The two chambers will eventually need to pass identical budget resolutions in order to officially unlock the reconciliation process, which they moved quickly Wednesday afternoon. 

Thune, Johnson, Treasury Secretary Scott Bessent and Kevin Hassett, the White House National Economic Council director, met with Trump at the White House to plot the path forward, which members hope to move quickly on.

Another question remains about whether an increase in the debt limit will end up in the final reconciliation plan. House GOP leaders included one in their budget resolution, while the Senate has not gone that far. 

“Don’t know,” said Sen. John Kennedy (R-La.), a Budget Committee member, saying he was in favor of its inclusion as it will be one of the more “gnarly” issues they will have to deal with otherwise. 

The House vote did, however, help crystallize the plan for now as Senate Republicans have thrown their lot in with the one-bill approach after months of warnings from the lower chamber that Johnson might only be able to usher through a single massive package. 

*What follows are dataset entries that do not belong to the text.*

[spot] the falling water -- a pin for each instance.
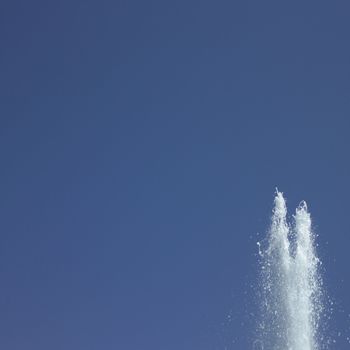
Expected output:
(290, 282)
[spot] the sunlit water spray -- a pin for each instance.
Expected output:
(290, 282)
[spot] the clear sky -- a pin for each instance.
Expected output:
(140, 146)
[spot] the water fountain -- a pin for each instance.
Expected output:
(290, 282)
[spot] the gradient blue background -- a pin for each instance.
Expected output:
(140, 145)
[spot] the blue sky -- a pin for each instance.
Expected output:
(140, 147)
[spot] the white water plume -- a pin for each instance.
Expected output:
(290, 282)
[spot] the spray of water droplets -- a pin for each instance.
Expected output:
(290, 282)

There still remains some skepticism that the one-bill plan will work. But after Tuesday’s down-to-the-wire effort, senators are wary of relying on the House more than they have to.

“It’s not perfect, and I know there’s some differences of opinion,” Sen. John Cornyn (R-Texas) said. “But to me, that’s a good place to start.”

“If we’re depending on the House to pass multiple bills, we’re going to be on the knife’s edge each time to see whether they have the votes or not,” Cornyn said. “I don’t know how many times the Speaker can pull a rabbit out of the hat.”